Lewandowski przełamał się po 55 dniach. Zobacz jego pierwszą ligową bramkę od grudnia

Dodano:
Robert Lewandowski Źródło: PAP/EPA / Adrian Ruiz Hierro
Po meczu z Deportivo Alaves Robert Lewandowski może odetchnąć z ulgą. 35-latek przełamał się w lidze po 55 dniach bez gola. Bramka w wykonaniu Polaka była wyjątkowej urody. Poniżej można ją zobaczyć.

W 23. kolejce LaLigi pogrążona problemami FC Barcelona udała się na wyjazdowe spotkanie z Deportivo Alaves. Ostatniego czasu Blaugrana nie może zaliczyć do udanych, bo odpadła z Pucharu Króla po blamażu 3:5 z Villarreal, a wcześniejsza ligowa porażka 2:4 z Athletikiem Bilbao została „przykryta” wymęczonym zwycięstwem 1:0 z Osasuną, która kończyła w dziesiątkę. Fatalne wyniki sprawiły, że po sezonie z zespołem pożegna się Xavi.

Przełamanie Roberta Lewandowskiego

Ostatniego gola Robert Lewandowski strzelił gola 27 stycznia w meczu pucharowym.
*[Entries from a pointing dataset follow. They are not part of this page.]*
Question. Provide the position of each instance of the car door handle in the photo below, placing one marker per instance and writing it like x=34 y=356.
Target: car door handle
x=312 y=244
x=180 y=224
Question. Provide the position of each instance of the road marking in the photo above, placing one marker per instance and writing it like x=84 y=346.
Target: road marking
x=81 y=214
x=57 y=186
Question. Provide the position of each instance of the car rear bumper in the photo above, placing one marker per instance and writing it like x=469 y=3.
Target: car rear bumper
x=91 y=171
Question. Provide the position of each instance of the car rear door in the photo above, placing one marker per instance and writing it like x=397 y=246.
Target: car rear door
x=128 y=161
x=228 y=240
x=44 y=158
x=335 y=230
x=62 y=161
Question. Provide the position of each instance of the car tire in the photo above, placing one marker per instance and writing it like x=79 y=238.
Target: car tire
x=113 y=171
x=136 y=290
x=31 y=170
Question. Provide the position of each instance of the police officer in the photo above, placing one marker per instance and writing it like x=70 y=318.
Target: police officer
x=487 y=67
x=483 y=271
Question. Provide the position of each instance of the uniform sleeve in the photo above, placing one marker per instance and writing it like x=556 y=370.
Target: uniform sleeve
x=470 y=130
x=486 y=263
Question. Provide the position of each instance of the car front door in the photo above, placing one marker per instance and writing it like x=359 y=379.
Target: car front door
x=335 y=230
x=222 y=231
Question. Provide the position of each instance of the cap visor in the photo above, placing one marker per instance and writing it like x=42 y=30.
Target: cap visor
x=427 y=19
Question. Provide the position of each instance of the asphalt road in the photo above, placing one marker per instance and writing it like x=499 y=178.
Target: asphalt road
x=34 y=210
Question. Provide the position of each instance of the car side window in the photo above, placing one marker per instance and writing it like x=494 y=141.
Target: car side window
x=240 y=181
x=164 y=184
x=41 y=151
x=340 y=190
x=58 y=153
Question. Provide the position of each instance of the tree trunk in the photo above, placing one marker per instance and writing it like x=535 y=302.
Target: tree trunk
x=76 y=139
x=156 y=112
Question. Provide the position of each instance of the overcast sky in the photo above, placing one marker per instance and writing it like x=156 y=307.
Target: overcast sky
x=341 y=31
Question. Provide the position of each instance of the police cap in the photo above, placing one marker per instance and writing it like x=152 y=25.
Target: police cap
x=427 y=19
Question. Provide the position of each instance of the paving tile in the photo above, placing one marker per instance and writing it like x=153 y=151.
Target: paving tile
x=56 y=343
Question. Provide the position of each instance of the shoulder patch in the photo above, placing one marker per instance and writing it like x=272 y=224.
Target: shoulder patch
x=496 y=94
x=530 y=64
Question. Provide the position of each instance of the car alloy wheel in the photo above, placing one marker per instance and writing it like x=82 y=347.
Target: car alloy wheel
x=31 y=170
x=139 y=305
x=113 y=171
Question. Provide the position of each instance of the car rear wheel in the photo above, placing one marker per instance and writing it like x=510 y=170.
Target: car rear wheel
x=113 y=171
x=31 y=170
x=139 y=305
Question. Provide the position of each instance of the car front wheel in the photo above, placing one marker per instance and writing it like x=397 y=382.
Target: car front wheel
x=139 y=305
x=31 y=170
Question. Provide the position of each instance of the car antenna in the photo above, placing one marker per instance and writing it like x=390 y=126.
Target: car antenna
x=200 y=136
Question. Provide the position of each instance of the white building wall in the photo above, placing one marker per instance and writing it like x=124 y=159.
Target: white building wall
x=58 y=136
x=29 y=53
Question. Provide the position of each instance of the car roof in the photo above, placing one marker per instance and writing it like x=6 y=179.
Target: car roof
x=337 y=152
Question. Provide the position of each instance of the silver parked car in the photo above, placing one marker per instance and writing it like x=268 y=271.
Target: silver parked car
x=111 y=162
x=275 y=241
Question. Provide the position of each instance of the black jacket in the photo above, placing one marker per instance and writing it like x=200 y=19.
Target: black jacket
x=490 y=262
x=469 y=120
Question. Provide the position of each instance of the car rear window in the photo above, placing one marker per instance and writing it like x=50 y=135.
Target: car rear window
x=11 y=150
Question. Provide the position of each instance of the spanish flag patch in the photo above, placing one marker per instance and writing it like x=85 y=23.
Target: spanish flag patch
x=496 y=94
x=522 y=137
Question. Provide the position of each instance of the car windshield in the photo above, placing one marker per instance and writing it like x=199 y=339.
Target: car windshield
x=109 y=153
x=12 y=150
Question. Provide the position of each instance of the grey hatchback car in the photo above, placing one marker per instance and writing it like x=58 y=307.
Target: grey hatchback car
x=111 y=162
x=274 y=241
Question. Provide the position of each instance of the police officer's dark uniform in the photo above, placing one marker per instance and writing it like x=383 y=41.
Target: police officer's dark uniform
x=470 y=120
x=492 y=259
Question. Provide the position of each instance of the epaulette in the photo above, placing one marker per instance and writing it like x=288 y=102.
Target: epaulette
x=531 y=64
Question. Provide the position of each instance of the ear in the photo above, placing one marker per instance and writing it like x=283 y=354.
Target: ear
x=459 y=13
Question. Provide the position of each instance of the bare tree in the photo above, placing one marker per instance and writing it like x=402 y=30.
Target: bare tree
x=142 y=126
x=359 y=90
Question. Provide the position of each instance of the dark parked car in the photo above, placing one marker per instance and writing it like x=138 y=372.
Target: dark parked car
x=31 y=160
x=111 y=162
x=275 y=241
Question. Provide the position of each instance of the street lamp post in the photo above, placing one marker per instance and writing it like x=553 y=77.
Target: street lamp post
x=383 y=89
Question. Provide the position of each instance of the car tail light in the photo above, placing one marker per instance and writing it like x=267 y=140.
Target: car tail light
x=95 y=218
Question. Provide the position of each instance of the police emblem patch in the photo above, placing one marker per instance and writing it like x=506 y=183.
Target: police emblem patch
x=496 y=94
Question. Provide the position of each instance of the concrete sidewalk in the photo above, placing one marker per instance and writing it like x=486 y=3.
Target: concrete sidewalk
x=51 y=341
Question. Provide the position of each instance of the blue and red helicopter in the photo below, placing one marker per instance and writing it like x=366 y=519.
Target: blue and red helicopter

Niestety w lidze notuje gorszą serię. W poprzednich sześciu starciach Primiera Division nie zdobył bramki, a swoje ostatnie trafienie zanotował 10.12.2023 roku w meczu 16. kolejki przeciwko Gironie (2:4), co dawało aż 55 dni. Na pocieszenie można stwierdzić, że w tym czasie dołożył chociaż dwie asysty na swoje konto.

Na szczęście dla Polaka i wszystkich kibiców Dumy Katalonii przełamanie nastąpiło już w 22. minucie. Robert Lewandowski otrzymał prostopadłe podanie od Ilkaya Guendogana. 35-latek wpadł w pole karne i podciął futbolówkę nad interweniującym Antonio Siverą. Poniżej można zobaczyć tę bramkę Polaka.
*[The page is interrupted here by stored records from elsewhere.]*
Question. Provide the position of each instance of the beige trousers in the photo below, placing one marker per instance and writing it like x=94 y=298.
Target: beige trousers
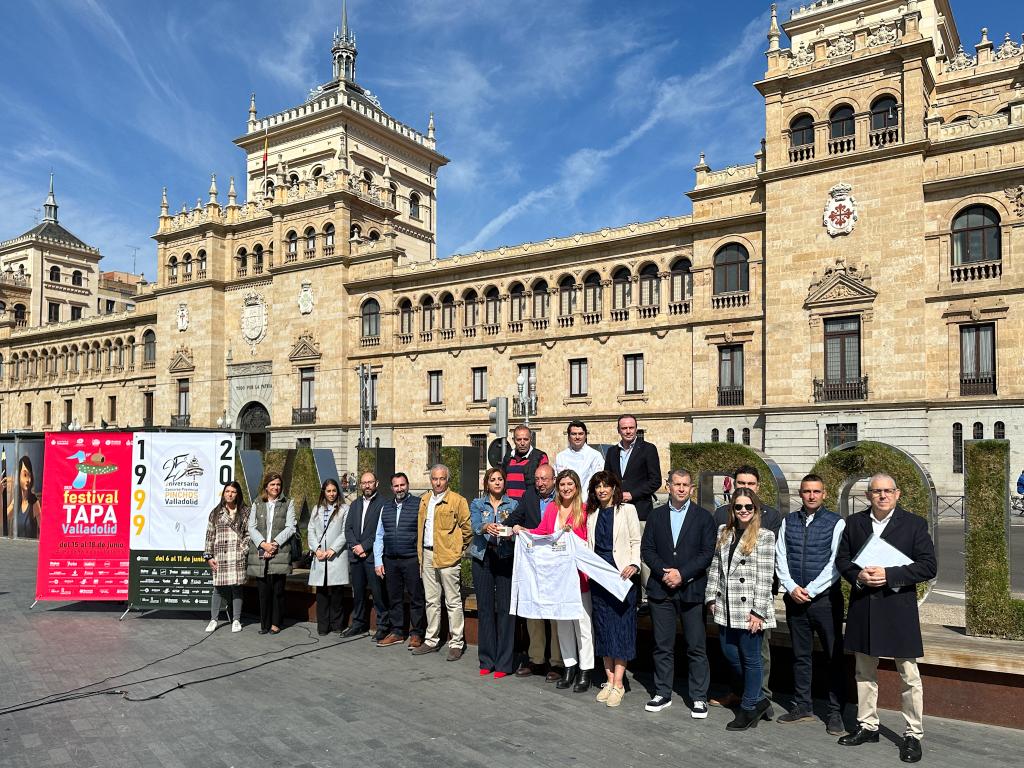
x=912 y=694
x=444 y=583
x=538 y=639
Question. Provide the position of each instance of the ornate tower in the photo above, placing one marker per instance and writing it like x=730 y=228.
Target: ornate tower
x=343 y=50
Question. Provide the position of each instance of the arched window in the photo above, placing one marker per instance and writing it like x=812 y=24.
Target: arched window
x=650 y=293
x=621 y=289
x=885 y=113
x=731 y=269
x=427 y=309
x=472 y=309
x=976 y=236
x=566 y=296
x=802 y=131
x=841 y=122
x=592 y=294
x=541 y=299
x=492 y=306
x=517 y=302
x=406 y=316
x=371 y=318
x=150 y=346
x=448 y=311
x=681 y=281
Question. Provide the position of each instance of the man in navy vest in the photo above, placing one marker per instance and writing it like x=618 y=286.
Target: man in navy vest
x=394 y=553
x=805 y=562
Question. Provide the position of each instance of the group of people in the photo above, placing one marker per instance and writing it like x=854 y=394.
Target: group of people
x=683 y=563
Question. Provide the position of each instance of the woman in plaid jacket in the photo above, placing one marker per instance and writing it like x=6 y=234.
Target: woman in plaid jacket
x=226 y=550
x=739 y=597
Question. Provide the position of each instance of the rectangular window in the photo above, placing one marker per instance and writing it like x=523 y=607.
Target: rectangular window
x=843 y=350
x=479 y=385
x=838 y=434
x=634 y=374
x=433 y=450
x=579 y=379
x=436 y=387
x=978 y=359
x=184 y=397
x=306 y=386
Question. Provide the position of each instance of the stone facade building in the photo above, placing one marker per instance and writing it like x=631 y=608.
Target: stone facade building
x=857 y=281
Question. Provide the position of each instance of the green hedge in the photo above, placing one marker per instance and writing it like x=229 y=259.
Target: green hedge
x=723 y=458
x=864 y=459
x=990 y=609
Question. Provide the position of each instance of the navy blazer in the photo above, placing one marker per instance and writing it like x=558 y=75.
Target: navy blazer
x=691 y=553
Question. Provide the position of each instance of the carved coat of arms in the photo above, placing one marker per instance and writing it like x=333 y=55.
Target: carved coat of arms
x=254 y=316
x=841 y=211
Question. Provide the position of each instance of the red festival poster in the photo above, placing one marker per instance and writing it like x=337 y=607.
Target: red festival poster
x=86 y=510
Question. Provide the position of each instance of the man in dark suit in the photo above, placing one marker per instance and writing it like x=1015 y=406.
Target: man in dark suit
x=748 y=476
x=527 y=514
x=360 y=529
x=883 y=620
x=678 y=546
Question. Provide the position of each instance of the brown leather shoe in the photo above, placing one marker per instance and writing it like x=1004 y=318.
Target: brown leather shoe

To było dziewiąte trafienie kapitana reprezentacji Polski w tym sezonie LaLigi. Do tego dołożył pięć asyst. Warto zaznaczyć, że w pierwszej połowie spotkania z Deportivo Alaves FC Barcelona oddała tylko jeden strzał na bramkę Alaves i to było właśnie trafienie Polaka.

Roque przebył drogę z nieba do piekła w drugiej połowie

W drugiej połowie prowadzenie podwyższył Ilkay Guendogan. W 49. minucie Niemiec otrzymał dośrodkowanie od Pedriego. Opadającą futbolówkę umieścił w prawym okienku bramki Deportivo Alaves. Szczęście FC Barcelony trwało niewiele, bo już dwie minuty później Samu Omorodion wykończył głową kapitalną wrzutkę od Alexa Soli.
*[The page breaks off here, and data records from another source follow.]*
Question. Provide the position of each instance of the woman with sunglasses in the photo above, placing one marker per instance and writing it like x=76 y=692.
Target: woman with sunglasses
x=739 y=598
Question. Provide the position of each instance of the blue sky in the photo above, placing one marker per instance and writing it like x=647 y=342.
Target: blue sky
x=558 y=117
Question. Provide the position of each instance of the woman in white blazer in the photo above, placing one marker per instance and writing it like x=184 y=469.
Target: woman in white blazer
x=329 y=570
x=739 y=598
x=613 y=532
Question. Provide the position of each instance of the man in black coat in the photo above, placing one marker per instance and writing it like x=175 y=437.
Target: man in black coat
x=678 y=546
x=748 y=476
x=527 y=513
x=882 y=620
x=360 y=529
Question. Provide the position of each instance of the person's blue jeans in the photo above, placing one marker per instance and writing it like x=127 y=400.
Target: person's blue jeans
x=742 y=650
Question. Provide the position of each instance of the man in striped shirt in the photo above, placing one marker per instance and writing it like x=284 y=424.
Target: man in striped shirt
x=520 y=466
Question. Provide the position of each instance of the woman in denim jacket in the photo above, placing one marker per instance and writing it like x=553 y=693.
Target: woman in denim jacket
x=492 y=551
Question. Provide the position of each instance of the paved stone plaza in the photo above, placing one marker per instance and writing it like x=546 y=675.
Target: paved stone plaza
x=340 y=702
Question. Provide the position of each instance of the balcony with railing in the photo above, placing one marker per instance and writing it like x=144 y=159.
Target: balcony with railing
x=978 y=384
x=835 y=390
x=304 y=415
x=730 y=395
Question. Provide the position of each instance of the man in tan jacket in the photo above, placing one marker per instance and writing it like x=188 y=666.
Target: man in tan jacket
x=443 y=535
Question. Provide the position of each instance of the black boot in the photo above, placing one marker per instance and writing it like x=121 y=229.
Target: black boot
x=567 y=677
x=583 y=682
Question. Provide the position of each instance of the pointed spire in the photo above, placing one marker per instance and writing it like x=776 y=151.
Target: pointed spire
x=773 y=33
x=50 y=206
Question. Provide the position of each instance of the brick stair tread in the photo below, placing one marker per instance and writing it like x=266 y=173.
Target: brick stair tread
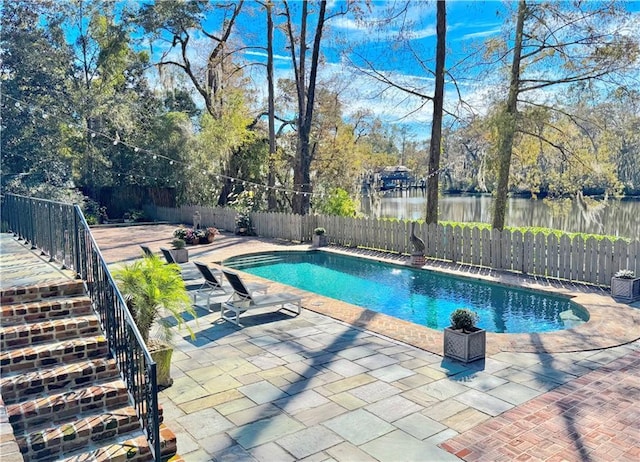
x=39 y=310
x=131 y=449
x=42 y=291
x=23 y=359
x=41 y=382
x=20 y=336
x=32 y=414
x=74 y=433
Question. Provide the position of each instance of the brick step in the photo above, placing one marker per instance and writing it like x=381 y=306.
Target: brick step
x=36 y=333
x=133 y=449
x=62 y=437
x=34 y=384
x=41 y=291
x=32 y=358
x=33 y=414
x=40 y=310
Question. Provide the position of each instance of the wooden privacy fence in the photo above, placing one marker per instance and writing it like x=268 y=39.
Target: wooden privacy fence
x=587 y=260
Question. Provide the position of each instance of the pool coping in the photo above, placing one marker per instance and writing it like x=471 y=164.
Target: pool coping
x=610 y=323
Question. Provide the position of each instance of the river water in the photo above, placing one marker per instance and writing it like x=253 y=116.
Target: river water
x=613 y=217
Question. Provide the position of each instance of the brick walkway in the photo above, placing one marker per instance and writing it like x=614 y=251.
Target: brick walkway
x=594 y=417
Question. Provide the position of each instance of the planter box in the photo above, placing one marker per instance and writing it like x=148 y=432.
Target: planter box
x=464 y=346
x=625 y=290
x=180 y=255
x=319 y=240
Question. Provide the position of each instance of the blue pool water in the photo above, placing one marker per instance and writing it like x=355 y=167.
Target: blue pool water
x=420 y=296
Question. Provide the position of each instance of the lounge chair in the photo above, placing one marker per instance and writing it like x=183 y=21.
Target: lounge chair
x=213 y=283
x=146 y=250
x=168 y=255
x=243 y=300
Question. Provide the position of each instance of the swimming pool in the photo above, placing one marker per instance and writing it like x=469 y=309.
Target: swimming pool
x=420 y=296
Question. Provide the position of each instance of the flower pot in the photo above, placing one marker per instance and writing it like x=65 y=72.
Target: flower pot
x=464 y=346
x=180 y=255
x=625 y=290
x=319 y=240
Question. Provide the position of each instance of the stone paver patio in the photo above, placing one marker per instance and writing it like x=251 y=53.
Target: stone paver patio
x=340 y=383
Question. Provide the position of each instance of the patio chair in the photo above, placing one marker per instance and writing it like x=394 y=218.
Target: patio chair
x=168 y=255
x=243 y=300
x=146 y=250
x=213 y=283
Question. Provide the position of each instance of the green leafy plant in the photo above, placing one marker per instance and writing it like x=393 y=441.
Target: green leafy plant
x=463 y=319
x=178 y=243
x=625 y=274
x=152 y=289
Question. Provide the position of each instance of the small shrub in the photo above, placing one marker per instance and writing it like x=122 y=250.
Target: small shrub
x=463 y=318
x=625 y=274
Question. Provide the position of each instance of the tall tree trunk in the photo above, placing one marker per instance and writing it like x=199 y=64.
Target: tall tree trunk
x=436 y=125
x=271 y=194
x=507 y=127
x=306 y=97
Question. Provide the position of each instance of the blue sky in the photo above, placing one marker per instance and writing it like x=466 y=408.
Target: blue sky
x=469 y=24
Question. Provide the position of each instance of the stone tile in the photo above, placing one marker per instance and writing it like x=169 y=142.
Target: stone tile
x=254 y=413
x=210 y=401
x=264 y=431
x=236 y=405
x=392 y=373
x=347 y=400
x=443 y=389
x=374 y=391
x=204 y=423
x=270 y=452
x=465 y=420
x=309 y=441
x=306 y=400
x=393 y=408
x=479 y=380
x=319 y=414
x=484 y=402
x=388 y=447
x=420 y=397
x=444 y=409
x=419 y=426
x=221 y=383
x=514 y=393
x=356 y=352
x=358 y=426
x=262 y=392
x=376 y=361
x=349 y=383
x=347 y=452
x=345 y=368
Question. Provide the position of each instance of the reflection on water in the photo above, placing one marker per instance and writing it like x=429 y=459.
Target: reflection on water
x=616 y=218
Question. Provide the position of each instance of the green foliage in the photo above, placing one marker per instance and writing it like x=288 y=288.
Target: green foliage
x=153 y=289
x=338 y=203
x=463 y=318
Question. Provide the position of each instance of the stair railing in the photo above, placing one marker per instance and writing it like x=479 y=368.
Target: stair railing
x=60 y=231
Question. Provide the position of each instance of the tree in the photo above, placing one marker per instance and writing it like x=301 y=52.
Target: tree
x=555 y=46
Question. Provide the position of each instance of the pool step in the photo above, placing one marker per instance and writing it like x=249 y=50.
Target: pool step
x=255 y=260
W 63. minucie FC Barcelona znów odskoczyła na dwa gole. Na listę strzelców wpisał się konkurent Roberta Lewandowskiego – Vitor Roque, który cztery minuty wcześniej zastąpił kontuzjowanego Ilkaya Guendogana. Warto zaznaczyć, że w 72. minucie Brazylijczyk obejrzał drugą żółtą i w konsekwencji czerwoną kartkę. Ostatecznie to spotkanie zakończyło się wynikiem 3:1 dla Dumy Katalonii.

Źródło: WPROST.pl
Proszę czekać ...

Proszę czekać ...

Proszę czekać ...

Proszę czekać ...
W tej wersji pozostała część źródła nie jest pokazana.